Posts tagged ‘Thanskgiving’
Why This Thanksgiving Should Be A Happy One

In what has become a tradition on this blog, this is the week I like to look back on a presidential Thanksgiving proclamation and take a moment to reflect on its significance. Thanksgiving may be a uniquely American holiday, but it is a universally needed and spiritually beneficial practice. This year, President Franklin D. Roosevelt’s Thanksgiving Proclamation of 1941 stood out to me:
I, Franklin D. Roosevelt, President of the United States of America, do hereby designate and set aside Thursday, the twentieth day of November, 1941, as a day to be observed in giving thanks to the Heavenly Source of our earthly blessings.
Our beloved country is free and strong. Our moral and physical defenses against the forces of threatened aggression are mounting daily in magnitude and effectiveness.
In the interest of our own future, we are sending succor at increasing pace to those peoples abroad who are bravely defending their homes and their precious liberties against annihilation.
We have not lost our faith in the spiritual dignity of man, our proud belief in the right of all people to live out their lives in freedom and with equal treatment. The love of democracy still burns brightly in our hearts.
We are grateful to the Father of us all for the innumerable daily manifestations of His beneficent mercy in affairs both public and private, for the bounties of the harvest, for opportunities to labor and to serve, and for the continuance of those homely joys and satisfactions which enrich our lives.
Let us ask the Divine Blessing on our decision and determination to protect our way of life against the forces of evil and slavery which seek in these days to encompass us.
On the day appointed for this purpose, let us reflect at our homes or places of worship on the goodness of God and, in giving thanks, let us pray for a speedy end to strife and the establishment on earth of freedom, brotherhood, and justice for enduring time.
There are lots of good thoughts in President Roosevelt’s proclamation. His recognition that there is a “Heavenly Source of our earthly blessings” reminds us that everything we have ultimately comes from God. His thankfulness for “opportunities to labor and to serve” reminds us that we can be thankful not only for what we have, but for what we can do. And his invitation to “reflect at our homes or places of worship on the goodness of God” is certainly well taken. Thanksgiving, at its heart, is an act of worship.

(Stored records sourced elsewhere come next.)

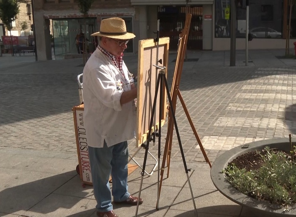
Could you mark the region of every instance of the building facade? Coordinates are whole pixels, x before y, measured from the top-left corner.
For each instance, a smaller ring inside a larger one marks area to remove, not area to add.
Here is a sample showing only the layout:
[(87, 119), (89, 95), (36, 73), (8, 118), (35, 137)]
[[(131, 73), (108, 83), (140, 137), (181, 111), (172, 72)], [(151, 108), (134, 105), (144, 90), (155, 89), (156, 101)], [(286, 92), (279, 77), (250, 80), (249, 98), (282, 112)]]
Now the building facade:
[[(31, 30), (31, 25), (33, 24), (31, 0), (17, 0), (20, 6), (20, 12), (17, 16), (15, 20), (11, 23), (12, 29), (11, 35), (13, 36), (28, 36), (33, 34)], [(22, 29), (22, 25), (24, 22), (27, 24), (28, 28)], [(10, 36), (8, 31), (0, 20), (0, 37)]]
[[(77, 36), (85, 33), (88, 52), (95, 48), (90, 36), (99, 29), (101, 20), (118, 17), (126, 21), (128, 31), (136, 36), (127, 52), (138, 51), (139, 40), (155, 38), (160, 20), (161, 37), (170, 37), (170, 49), (176, 50), (186, 13), (192, 15), (187, 48), (227, 50), (230, 48), (231, 0), (95, 0), (85, 20), (75, 0), (33, 0), (36, 43), (39, 60), (55, 55), (77, 53)], [(250, 49), (284, 48), (287, 35), (288, 0), (250, 0), (249, 29), (254, 38)], [(292, 8), (290, 33), (296, 37), (296, 12)], [(237, 49), (245, 48), (246, 10), (238, 9)], [(51, 40), (53, 37), (53, 44)], [(292, 47), (291, 40), (290, 47)], [(52, 45), (51, 46), (51, 44)]]

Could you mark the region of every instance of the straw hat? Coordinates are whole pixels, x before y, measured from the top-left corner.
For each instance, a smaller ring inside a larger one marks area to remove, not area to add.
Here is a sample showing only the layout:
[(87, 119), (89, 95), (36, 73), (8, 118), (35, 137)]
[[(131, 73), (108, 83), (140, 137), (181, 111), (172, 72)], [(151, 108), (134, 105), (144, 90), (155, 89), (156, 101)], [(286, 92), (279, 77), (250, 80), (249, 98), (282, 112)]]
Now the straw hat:
[(111, 17), (103, 20), (101, 22), (100, 31), (93, 33), (92, 36), (104, 36), (112, 38), (127, 40), (136, 36), (126, 31), (124, 20), (121, 18)]

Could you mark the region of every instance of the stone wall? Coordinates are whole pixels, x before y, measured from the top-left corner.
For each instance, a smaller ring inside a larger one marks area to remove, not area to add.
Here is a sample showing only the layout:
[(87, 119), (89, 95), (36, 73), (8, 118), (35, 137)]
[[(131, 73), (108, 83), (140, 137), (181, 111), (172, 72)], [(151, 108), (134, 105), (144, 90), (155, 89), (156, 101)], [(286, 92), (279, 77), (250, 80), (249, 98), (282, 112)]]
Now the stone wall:
[[(24, 1), (24, 2), (25, 1)], [(28, 4), (30, 2), (30, 1), (28, 1)], [(33, 16), (32, 13), (32, 10), (31, 10), (30, 13), (29, 14), (27, 13), (27, 3), (25, 2), (19, 2), (20, 5), (20, 13), (17, 15), (17, 19), (15, 22), (15, 26), (12, 27), (12, 31), (18, 32), (17, 36), (20, 36), (22, 30), (22, 23), (25, 21), (27, 22), (28, 28), (25, 30), (26, 35), (28, 36), (30, 33), (31, 30), (31, 25), (33, 23)], [(2, 23), (2, 21), (0, 20), (0, 23)], [(8, 35), (9, 33), (8, 30), (6, 28), (5, 28), (5, 35)], [(13, 33), (12, 34), (17, 36), (17, 34), (14, 34)]]

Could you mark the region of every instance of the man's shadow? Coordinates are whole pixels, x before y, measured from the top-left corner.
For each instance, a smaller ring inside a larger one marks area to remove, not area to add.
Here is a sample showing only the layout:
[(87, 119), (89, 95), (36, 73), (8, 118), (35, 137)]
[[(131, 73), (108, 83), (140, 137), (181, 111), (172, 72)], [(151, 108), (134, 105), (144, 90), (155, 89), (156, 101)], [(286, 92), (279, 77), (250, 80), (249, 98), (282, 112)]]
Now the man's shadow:
[[(28, 174), (30, 175), (30, 173)], [(13, 181), (12, 180), (12, 182)], [(7, 188), (0, 192), (0, 213), (17, 213), (22, 215), (30, 210), (45, 214), (60, 208), (71, 209), (83, 198), (94, 199), (92, 186), (86, 185), (83, 187), (75, 171), (13, 187), (9, 186), (6, 185), (4, 187)], [(91, 190), (87, 191), (89, 189)], [(88, 211), (90, 216), (94, 210)]]

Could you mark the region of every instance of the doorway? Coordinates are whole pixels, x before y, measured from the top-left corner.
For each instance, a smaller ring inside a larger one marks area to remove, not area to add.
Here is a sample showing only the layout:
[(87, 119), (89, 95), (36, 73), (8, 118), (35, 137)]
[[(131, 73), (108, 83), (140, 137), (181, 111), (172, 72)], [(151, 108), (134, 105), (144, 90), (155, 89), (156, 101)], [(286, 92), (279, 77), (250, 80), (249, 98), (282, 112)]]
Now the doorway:
[(170, 37), (170, 49), (178, 49), (179, 36), (184, 27), (187, 11), (192, 15), (192, 17), (187, 49), (202, 49), (202, 6), (159, 6), (157, 19), (159, 20), (160, 36)]

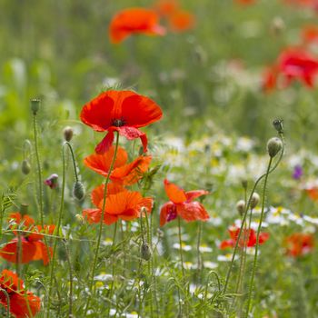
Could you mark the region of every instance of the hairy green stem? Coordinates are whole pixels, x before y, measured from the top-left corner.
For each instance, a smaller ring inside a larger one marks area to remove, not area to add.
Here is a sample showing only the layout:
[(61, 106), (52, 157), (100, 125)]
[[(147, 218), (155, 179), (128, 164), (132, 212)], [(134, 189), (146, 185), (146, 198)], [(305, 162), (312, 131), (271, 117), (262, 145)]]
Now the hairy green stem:
[(116, 141), (115, 141), (114, 153), (112, 164), (111, 164), (111, 165), (109, 167), (109, 172), (108, 172), (106, 180), (104, 182), (102, 214), (101, 214), (101, 220), (99, 222), (99, 229), (98, 229), (98, 234), (97, 234), (96, 250), (95, 250), (94, 262), (93, 262), (93, 267), (92, 267), (92, 273), (91, 273), (91, 280), (90, 280), (89, 286), (88, 286), (89, 294), (87, 296), (87, 301), (86, 301), (86, 305), (85, 305), (85, 310), (84, 310), (84, 316), (86, 316), (86, 313), (87, 313), (87, 311), (88, 311), (88, 308), (89, 308), (89, 304), (90, 304), (90, 302), (91, 302), (91, 298), (92, 298), (94, 277), (94, 273), (95, 273), (95, 270), (96, 270), (99, 247), (100, 247), (100, 244), (101, 244), (101, 238), (102, 238), (104, 214), (104, 210), (105, 210), (105, 207), (106, 207), (107, 185), (108, 185), (108, 183), (109, 183), (109, 179), (110, 179), (111, 174), (113, 172), (113, 168), (114, 168), (114, 161), (116, 159), (116, 155), (117, 155), (118, 145), (119, 145), (119, 134), (118, 134), (118, 132), (115, 132), (115, 134), (116, 134)]

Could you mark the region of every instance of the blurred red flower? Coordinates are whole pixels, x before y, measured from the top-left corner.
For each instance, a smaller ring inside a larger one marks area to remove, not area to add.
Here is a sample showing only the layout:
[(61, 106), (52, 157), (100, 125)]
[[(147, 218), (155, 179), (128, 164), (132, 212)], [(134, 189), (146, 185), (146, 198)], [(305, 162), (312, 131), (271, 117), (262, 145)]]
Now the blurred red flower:
[[(104, 184), (99, 185), (92, 192), (92, 203), (95, 209), (85, 209), (83, 216), (88, 223), (99, 223), (102, 216)], [(142, 209), (150, 214), (153, 208), (153, 199), (144, 198), (137, 191), (128, 191), (120, 184), (109, 184), (104, 214), (104, 223), (110, 225), (119, 219), (131, 221), (140, 217)]]
[(204, 205), (199, 202), (193, 202), (201, 195), (208, 194), (204, 190), (194, 190), (184, 192), (176, 184), (164, 180), (164, 190), (170, 201), (164, 204), (160, 211), (160, 226), (167, 222), (174, 220), (177, 216), (182, 217), (186, 222), (210, 218)]
[(310, 253), (314, 246), (313, 235), (303, 233), (294, 233), (286, 237), (285, 242), (287, 254), (297, 257)]
[(118, 12), (112, 19), (109, 35), (113, 43), (120, 43), (131, 35), (164, 35), (165, 29), (159, 25), (155, 11), (129, 8)]
[(80, 116), (96, 132), (108, 132), (95, 147), (101, 154), (113, 144), (115, 131), (129, 140), (140, 138), (146, 152), (147, 136), (138, 128), (156, 122), (162, 115), (160, 107), (148, 97), (132, 91), (109, 90), (84, 104)]
[[(41, 309), (41, 300), (23, 287), (24, 282), (8, 270), (0, 274), (0, 288), (5, 291), (10, 299), (10, 313), (15, 318), (34, 317)], [(0, 303), (7, 307), (7, 298), (0, 291)]]
[[(47, 265), (52, 256), (52, 248), (42, 242), (43, 234), (52, 234), (55, 226), (45, 225), (42, 228), (41, 225), (34, 225), (34, 219), (28, 215), (22, 216), (19, 213), (11, 214), (9, 220), (10, 226), (15, 235), (17, 235), (17, 232), (15, 229), (18, 227), (19, 230), (23, 230), (23, 232), (20, 232), (21, 263), (26, 263), (32, 261), (43, 260), (44, 264)], [(8, 262), (17, 263), (19, 261), (18, 246), (19, 239), (15, 237), (0, 249), (0, 256)]]
[[(84, 164), (97, 174), (107, 177), (114, 154), (114, 146), (112, 145), (104, 154), (94, 154), (84, 158)], [(128, 154), (126, 151), (119, 146), (114, 170), (110, 176), (114, 183), (119, 183), (124, 185), (135, 184), (143, 177), (143, 174), (148, 170), (152, 156), (141, 155), (130, 164), (126, 164)]]
[[(231, 226), (228, 231), (229, 231), (231, 239), (221, 242), (220, 248), (222, 250), (235, 246), (238, 234), (240, 233), (240, 228), (236, 226)], [(266, 232), (260, 233), (259, 243), (260, 244), (264, 243), (269, 239), (269, 237), (270, 237), (270, 234)], [(253, 247), (256, 245), (256, 242), (257, 242), (256, 232), (253, 229), (243, 229), (241, 234), (238, 245), (240, 247), (243, 247), (245, 245), (247, 247)]]

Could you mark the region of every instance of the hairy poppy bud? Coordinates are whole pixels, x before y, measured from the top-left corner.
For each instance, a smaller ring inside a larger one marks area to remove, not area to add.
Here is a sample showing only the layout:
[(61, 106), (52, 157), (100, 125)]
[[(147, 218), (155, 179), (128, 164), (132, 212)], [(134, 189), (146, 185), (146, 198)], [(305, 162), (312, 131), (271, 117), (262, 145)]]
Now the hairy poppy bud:
[(30, 174), (31, 165), (30, 165), (29, 162), (26, 159), (25, 159), (22, 162), (21, 170), (22, 170), (22, 173), (24, 174)]
[(240, 215), (243, 215), (243, 214), (245, 212), (245, 201), (240, 200), (236, 204), (236, 210), (240, 214)]
[(283, 134), (283, 119), (275, 119), (275, 120), (273, 122), (273, 128), (275, 128), (276, 131), (277, 131), (279, 134)]
[(260, 196), (258, 194), (254, 192), (251, 198), (251, 209), (253, 209), (254, 207), (256, 207), (259, 202), (260, 202)]
[(39, 99), (31, 99), (31, 110), (33, 112), (33, 114), (36, 114), (38, 110), (40, 109), (40, 100)]
[(73, 196), (76, 198), (78, 201), (84, 199), (85, 195), (85, 189), (84, 184), (80, 181), (76, 181), (73, 186)]
[(70, 126), (66, 126), (64, 130), (63, 130), (63, 134), (64, 134), (64, 138), (66, 140), (66, 142), (70, 142), (72, 137), (73, 137), (73, 133), (74, 130), (72, 127)]
[(58, 185), (58, 175), (56, 174), (51, 174), (45, 180), (45, 184), (48, 185), (51, 189), (55, 189)]
[(273, 137), (271, 138), (267, 143), (267, 152), (271, 158), (273, 158), (283, 147), (282, 140)]
[(145, 261), (149, 261), (152, 256), (152, 252), (149, 245), (146, 243), (143, 243), (141, 248), (142, 258)]

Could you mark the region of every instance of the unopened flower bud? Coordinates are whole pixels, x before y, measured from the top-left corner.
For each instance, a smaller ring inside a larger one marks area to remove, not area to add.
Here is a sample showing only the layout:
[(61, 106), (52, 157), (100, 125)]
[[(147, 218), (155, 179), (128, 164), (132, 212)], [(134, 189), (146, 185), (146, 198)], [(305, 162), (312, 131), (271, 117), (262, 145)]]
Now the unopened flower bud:
[(84, 199), (85, 195), (85, 189), (84, 184), (80, 181), (76, 181), (73, 186), (73, 196), (76, 198), (78, 201)]
[(39, 99), (31, 99), (31, 110), (33, 112), (33, 114), (36, 114), (38, 110), (40, 109), (40, 100)]
[(45, 180), (45, 184), (48, 185), (51, 189), (55, 189), (58, 185), (58, 175), (56, 174), (51, 174)]
[(149, 245), (146, 243), (143, 243), (141, 247), (141, 255), (142, 258), (145, 261), (149, 261), (152, 256), (152, 252)]
[(70, 142), (72, 137), (73, 137), (73, 133), (74, 130), (72, 127), (70, 126), (66, 126), (64, 130), (63, 130), (63, 134), (64, 134), (64, 138), (66, 140), (66, 142)]
[(283, 147), (282, 140), (273, 137), (271, 138), (267, 143), (267, 152), (271, 158), (273, 158)]
[(258, 194), (254, 192), (251, 198), (251, 209), (253, 209), (254, 207), (256, 207), (259, 202), (260, 202), (260, 196)]
[(22, 170), (22, 173), (24, 174), (30, 174), (31, 165), (30, 165), (29, 162), (26, 159), (25, 159), (22, 162), (21, 170)]
[(243, 214), (245, 212), (245, 201), (240, 200), (236, 204), (236, 210), (240, 214), (240, 215), (243, 215)]
[(275, 119), (275, 120), (273, 122), (273, 128), (275, 128), (276, 131), (277, 131), (279, 134), (283, 134), (283, 119)]

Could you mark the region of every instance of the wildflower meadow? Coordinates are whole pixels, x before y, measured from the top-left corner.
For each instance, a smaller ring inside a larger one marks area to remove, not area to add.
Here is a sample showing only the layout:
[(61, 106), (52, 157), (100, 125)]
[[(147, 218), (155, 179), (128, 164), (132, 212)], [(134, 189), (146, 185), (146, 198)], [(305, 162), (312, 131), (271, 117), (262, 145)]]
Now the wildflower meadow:
[(1, 317), (318, 317), (317, 0), (0, 17)]

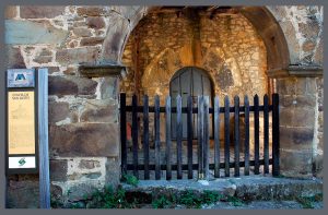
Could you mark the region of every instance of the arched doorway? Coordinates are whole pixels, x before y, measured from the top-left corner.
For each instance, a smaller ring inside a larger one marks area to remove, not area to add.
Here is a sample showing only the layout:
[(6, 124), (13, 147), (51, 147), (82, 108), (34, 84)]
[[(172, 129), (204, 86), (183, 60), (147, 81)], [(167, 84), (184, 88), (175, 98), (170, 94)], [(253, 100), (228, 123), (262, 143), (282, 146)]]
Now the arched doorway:
[[(187, 107), (187, 99), (192, 97), (192, 104), (197, 107), (198, 96), (209, 96), (210, 105), (213, 97), (212, 82), (208, 73), (196, 67), (186, 67), (178, 70), (169, 82), (169, 95), (172, 97), (172, 106), (176, 107), (176, 97), (181, 96), (183, 107)], [(194, 138), (197, 138), (197, 118), (194, 116)], [(210, 127), (212, 133), (212, 127)], [(172, 135), (176, 138), (176, 114), (172, 115)], [(187, 139), (187, 114), (183, 114), (183, 138)]]

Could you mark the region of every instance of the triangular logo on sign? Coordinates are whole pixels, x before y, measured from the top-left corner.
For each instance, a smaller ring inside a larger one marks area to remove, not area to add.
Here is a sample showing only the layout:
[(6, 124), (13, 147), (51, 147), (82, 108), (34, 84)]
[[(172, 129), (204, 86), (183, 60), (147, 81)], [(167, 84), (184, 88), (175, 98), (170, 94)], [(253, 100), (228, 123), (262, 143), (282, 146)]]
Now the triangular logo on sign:
[(24, 164), (26, 164), (25, 157), (21, 158), (19, 160), (20, 166), (24, 166)]
[(26, 77), (22, 73), (19, 73), (17, 76), (16, 76), (16, 79), (15, 79), (15, 81), (25, 81), (25, 80), (26, 80)]

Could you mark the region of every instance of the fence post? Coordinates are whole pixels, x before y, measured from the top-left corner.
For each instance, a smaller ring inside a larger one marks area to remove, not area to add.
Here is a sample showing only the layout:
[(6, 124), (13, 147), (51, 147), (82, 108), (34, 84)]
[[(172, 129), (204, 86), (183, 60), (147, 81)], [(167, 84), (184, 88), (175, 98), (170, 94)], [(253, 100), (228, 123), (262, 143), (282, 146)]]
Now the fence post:
[(149, 174), (149, 99), (143, 96), (143, 156), (144, 156), (144, 179), (150, 178)]
[(249, 101), (248, 96), (244, 97), (245, 105), (245, 176), (249, 176)]
[(120, 142), (121, 142), (121, 171), (127, 174), (127, 115), (126, 115), (126, 94), (121, 93), (119, 96), (120, 105)]
[(166, 128), (165, 128), (165, 138), (166, 138), (166, 180), (172, 179), (172, 167), (171, 167), (171, 97), (166, 97), (165, 104), (165, 118), (166, 118)]
[(220, 178), (220, 100), (214, 98), (214, 177)]
[(181, 96), (176, 97), (176, 147), (177, 147), (177, 179), (183, 178), (183, 115), (181, 115)]
[(203, 96), (198, 96), (198, 179), (203, 179)]
[(259, 107), (258, 107), (258, 95), (254, 96), (254, 153), (255, 164), (254, 174), (259, 174)]
[(265, 157), (265, 174), (269, 174), (269, 96), (266, 94), (263, 97), (263, 127), (265, 127), (265, 140), (263, 140), (263, 157)]
[(138, 172), (138, 101), (137, 95), (132, 96), (132, 148), (133, 148), (133, 175), (139, 178)]
[(188, 96), (187, 104), (187, 129), (188, 129), (188, 179), (192, 179), (192, 97)]
[(239, 176), (239, 97), (235, 96), (235, 177)]
[(230, 177), (230, 104), (229, 97), (224, 97), (224, 164), (225, 177)]
[(210, 123), (209, 96), (204, 96), (203, 97), (203, 170), (204, 170), (204, 178), (207, 180), (209, 178), (209, 154), (210, 154), (209, 123)]
[(48, 147), (48, 69), (38, 70), (39, 207), (50, 208)]
[(279, 94), (272, 94), (272, 176), (280, 175)]
[(155, 179), (161, 179), (160, 96), (155, 96)]

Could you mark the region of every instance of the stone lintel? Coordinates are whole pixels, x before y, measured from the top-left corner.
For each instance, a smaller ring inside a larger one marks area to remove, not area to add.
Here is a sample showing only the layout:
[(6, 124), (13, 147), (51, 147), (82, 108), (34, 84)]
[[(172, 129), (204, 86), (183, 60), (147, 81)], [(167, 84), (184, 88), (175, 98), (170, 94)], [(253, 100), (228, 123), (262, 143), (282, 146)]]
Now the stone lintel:
[(87, 77), (125, 76), (126, 67), (117, 63), (80, 64), (79, 72)]
[(269, 77), (286, 77), (286, 76), (298, 76), (298, 77), (314, 77), (323, 76), (324, 69), (321, 65), (300, 65), (290, 64), (286, 69), (271, 69), (268, 70)]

But it is the historical context that surrounds this proclamation that was especially remarkable to me. President Roosevelt issued this proclamation on November 8, 1941. A month earlier, on October 6, the House of Representatives passed a resolution declaring the last Thursday in November to be Thanksgiving Day. Up to this point, the day of Thanksgiving was not officially set and different presidents chose different dates. Two months later, on December 9, the Senate amended the House resolution to fix the date of Thanksgiving on the fourth – rather than the final – Thursday of November to account for those occasions when November has five Thursdays. President Roosevelt signed the resolution into law on December 26. What makes all this so interesting is what happened in the midst of this legislative history on Monday, December 7, 1941. The United States was plunged into a second world war. And yet, even while our Armed Forces began fighting and our nation was reeling from that “date which will live in infamy,” Congress and the President still found it important to declare a time for our nation to give thanks. They recognized that giving thanks is not only important when times are good, it is also critical when times are terrible.
Though we are blessedly not embroiled in a world war, 2020 has nevertheless been a difficult year for many. This is why it is so important that we pause to give thanks. Giving thanks is not and cannot be based on how well things have gone. It must be a recognition of how gracious God is. As the Psalmist says:
Give thanks to the LORD, for He is good, for His steadfast love endures forever. (Psalm 136:1)
God’s goodness and love remain steadfast even when this world’s brokenness shakes us to our cores. Indeed, God’s goodness and love are so steadfast that God steps into the brokenness of this world in His Son to suffer with us and for us. This is why we cannot only give thanks to the Lord, we can give thanks for the Lord, for the Lord has come for us.
This Thanksgiving, may that be our thanksgiving.